Krishnendu started of by introducing two-player games in general, using three motivating examples:
- Concurrency synthesis, e.g. synthesising locks in concurrent programs, where the objective is the have maximal performance without introducing data races.
- Incompatible synthesis, i.e. synthesising a program satisfying a set of Boolean objectives that cannot all be satisfied at the same time. The objective is then, e.g., to satisfy as many of them as possible.
- Quantitative simulation, which is useful in the case that programs cannot simulate each other exactly, now the problem is to match steps as closely as possible.
In the first part of the talk Krishnendu very clearly introduced quantitative games, in particular mean-payoff games (objectives about long-run averages), as well as lim-inf and lim-sup objectives. Mean pay-off games are two-player games in which the edges carry some (possibly negative) integer weight. The game is played by two players, player 1 and player 2, and the objective for player 1 is to make sure that the long run average of these weights exceeds a certain threshold. He explained the consequences of the choice for memoryless and finite- and infinite-memory strategies in this setting: mean-payoff games are memoryless determined, so having finite or infinite memory does not change the expressive power. Deciding whether player 1 has a winning strategy is in NP and co-NP.
The second part of the tutorial focused on generalising the ideas in mean-payoff games to the multidimensional setting. This means that instead of satisfying a single mean-payoff objective, multiple objectives have to be satisfied. There are multiple reward functions on the edges, and player 1 wins if all mean-payoff objectives are satisfied. He studies the impact of this w.r.t. different problems. It turns out that:
- infinite memory strategies are more powerful than finite memory strategies, which in turn are more powerful than memoryless strategies.
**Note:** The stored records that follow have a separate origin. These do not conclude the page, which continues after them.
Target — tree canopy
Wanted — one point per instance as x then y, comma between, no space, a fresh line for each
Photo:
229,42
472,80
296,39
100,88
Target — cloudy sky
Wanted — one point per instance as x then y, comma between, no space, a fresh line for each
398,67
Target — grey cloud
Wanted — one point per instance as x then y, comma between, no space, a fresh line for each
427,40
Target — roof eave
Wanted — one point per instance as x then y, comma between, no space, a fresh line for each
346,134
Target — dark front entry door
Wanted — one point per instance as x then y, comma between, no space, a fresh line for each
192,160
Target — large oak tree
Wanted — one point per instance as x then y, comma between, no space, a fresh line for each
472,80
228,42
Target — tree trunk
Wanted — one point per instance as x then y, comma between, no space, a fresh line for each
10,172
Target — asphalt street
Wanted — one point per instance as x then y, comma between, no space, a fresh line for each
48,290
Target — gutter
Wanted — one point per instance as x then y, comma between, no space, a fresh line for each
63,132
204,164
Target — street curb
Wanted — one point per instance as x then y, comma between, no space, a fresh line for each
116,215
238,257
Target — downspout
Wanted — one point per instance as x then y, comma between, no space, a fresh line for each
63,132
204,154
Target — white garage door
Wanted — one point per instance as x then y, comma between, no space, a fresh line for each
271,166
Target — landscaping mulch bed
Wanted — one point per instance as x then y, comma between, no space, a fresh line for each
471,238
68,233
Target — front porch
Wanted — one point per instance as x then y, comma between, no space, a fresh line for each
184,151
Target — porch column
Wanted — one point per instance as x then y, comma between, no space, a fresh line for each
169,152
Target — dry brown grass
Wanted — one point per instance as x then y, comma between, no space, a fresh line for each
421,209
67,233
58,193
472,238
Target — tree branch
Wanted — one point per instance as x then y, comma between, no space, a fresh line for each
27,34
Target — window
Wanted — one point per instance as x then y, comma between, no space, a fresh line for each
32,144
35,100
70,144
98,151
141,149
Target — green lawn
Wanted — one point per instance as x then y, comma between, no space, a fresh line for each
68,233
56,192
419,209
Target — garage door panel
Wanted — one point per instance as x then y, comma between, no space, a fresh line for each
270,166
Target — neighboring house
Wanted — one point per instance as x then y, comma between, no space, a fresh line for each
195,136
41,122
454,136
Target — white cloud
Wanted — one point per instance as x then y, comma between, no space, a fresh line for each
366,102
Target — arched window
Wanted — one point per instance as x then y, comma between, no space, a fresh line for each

- determining winning in the setting with finite memories is co-NP complete.
In the process, he shows an algorithm that uses a linear programming approach to compute flows in strongly connected components in the game graph (to encode the mean payoff objective), and proofs some properties using the principle of edge induction. Both approaches are somewhat of a recurring theme, that you should check out! (I will add some reference later)
In the third part of his talk, he generalises the above ideas to Markov Decision Processes; here the algorithmic approach does not use SCCs, but instead work on maximal end components.
During his talk, Krishnendu introduces several open problems. One of which is to determine whether deciding winning in multi-dimensional mean-payoff games with finite memory is polynomial time computable.